De snel veranderende wereld

Het verdwijnen van de vuilnisemmer, de tv-antenne en de komst van de digitale tv.

Vroeger zette men zijn huisvuil op straat (in de Middeleeuwen wierp men het nog op straat …) in om het even welk soort vat, bak of krat en met paard en kar werd dit naar de stortplaats, de vuilnisbelt, gebracht.  Er werd ook nog veel huishoudelijk afval gevoederd aan het vee en de huisdieren of verbrand in de tuin.  Maar dit laatste is nu bij wet verboden in woonzones.  Toen kwam de standaard metalen vuilnisemmer, gevolgd door een gelijkaardig exemplaar in zwarte kunststof.  De meeste stortplaatsen werden gesloten, het afval verbrand in daartoe speciaal gebouwde ovens.  De emmers verdwenen op hun beurt en werden vervangen door papieren zakken maar al snel vervangen door plasticzakken of zakken in het milieuvriendelijke, afbreekbare pvc (polyethyleen).  Dat is het verhaal van de afvalkalender voor de particulier in het tijdperk van de wegwerpcultuur.  Per kilo huishoudelijk afval is er zes kilo bedrijfsafval.  Vanaf 1 juli 2013 wordt de sorteerverplichting van bedrijfsafval uitgebreid.  Nu zal ook de ondernemer het pmd-afval (plastic flessen, metalen verpakkingen en drankkartons) apart moeten aanbieden en moet hij een contract tekenen met een afvalverzamelaar voor het gemengde bedrijfsafval.
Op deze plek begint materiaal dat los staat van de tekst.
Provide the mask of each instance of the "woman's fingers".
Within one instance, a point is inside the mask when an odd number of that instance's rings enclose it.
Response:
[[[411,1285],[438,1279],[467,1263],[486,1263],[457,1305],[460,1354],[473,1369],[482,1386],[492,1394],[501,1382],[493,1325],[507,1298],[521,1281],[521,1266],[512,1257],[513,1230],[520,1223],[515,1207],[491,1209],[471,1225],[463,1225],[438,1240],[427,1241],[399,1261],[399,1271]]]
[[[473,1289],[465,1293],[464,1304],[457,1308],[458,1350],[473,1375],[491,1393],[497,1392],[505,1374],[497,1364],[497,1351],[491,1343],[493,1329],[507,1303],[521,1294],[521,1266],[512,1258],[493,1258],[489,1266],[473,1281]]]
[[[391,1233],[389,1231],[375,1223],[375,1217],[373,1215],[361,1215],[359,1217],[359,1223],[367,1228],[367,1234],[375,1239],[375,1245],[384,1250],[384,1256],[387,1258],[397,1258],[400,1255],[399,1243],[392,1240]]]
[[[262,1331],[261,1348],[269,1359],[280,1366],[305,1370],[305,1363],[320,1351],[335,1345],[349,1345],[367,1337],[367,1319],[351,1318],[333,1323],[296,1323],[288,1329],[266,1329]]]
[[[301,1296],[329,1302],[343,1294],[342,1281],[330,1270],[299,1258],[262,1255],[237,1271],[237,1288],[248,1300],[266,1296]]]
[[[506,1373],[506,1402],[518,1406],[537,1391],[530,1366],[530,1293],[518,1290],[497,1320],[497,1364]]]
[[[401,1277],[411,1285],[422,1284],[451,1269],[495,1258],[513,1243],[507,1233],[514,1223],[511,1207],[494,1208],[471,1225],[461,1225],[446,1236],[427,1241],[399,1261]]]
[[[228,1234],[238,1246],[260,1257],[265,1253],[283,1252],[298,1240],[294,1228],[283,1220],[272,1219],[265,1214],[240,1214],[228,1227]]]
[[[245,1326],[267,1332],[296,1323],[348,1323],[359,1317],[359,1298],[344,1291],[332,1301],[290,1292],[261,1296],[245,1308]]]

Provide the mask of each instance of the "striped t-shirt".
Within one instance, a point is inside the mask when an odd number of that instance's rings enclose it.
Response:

Men moet nu verzamelen voor de toekomst (1) en overeenkomstig dit adagium namen wij destijds zowel een metalen (verzinkt ijzer) – als een kunststof  – vuilnisemmer (de “vuulbak”) op in de collecties van het Stedelijk Museum voor Volkskunde van Brugge.  Een zwart-wit tv volgde hetzelfde voorbeeld en meteen ook een exemplaar van de metalen klassieke tv-antenne.  Wie foto’s bekijkt uit de jaren zestig en zeventig ziet op de daken van de huizen hele rijen antennes tot ze zijn verdwenen tengevolge van de ondergrondse bekabeling.  De schotelantennes (satelliet-tv), dikwijls populair bij migranten, werden naar de achtergevel verwezen wegens al evenzeer ontsierend en beschouwd als visuele vervuiling.  Dat kan ook met een concurrentiestrijd te maken hebben.

Nieuwe technologische ontwikkelingen behoren al evenzeer tot het domein van de cultuurgeschiedenis dan herinterpretaties van religieuze beleving of nieuwe toepassingen in de volksgeneeskunde.
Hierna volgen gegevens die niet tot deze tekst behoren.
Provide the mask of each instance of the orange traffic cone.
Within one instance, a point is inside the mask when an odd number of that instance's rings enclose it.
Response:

Zowat 97 % van de Vlaamse gezinnen kijkt televisie via de kabel.  Toch waren er in 2006 nog 60.000 gezinnen die enkel tv keken via antenne.  Tussen de 80.000 en de 180.000 gezinnen hadden toen nog een antenne voor de tv in de slaapkamer of het buitenverblijf.  Vlaanderen stopte eind 2008 definitief met analoge televisie via de ether en schakelde volledig over op digitale ethertelevisie.  Dat werd beslist door de Vlaamse regering en betekent dat de klassieke tv-antennes verdwenen zijn.  In Nederland kwam er in december 2006 een abrupt einde zonder overgangsmaatregelen.  Zoals iedereen ondertussen al weet moeten we een decoder plaatsen om digitale televisie te kunnen ontvangen.  Een CI-kaart zal trouwens de aparte decoder ooit vervangen maar de providers moeten de consumenten eerst nog wat uitmelken.  In heel Europa dienden de analoge tv-signalen tussen 2010 en 2012 uit de ether te verdwijnen.  Al diegenen die nog geen decoder geplaatst hebben kunnen zich uiteindelijk verwachten aan zwarte sneeuw. Protesteren zal niet mogelijk zijn zoals die keer toen men zonder zeggen of spreken een aantal kanalen zoals CNN en Arte liet verdwijnen.  Ook dat is het moderne leven: zich geplaatst zien voor voldongen feiten.  Die digitale televisie maakte trouwens nieuwe vormen mogelijk zoals tv via de gsm.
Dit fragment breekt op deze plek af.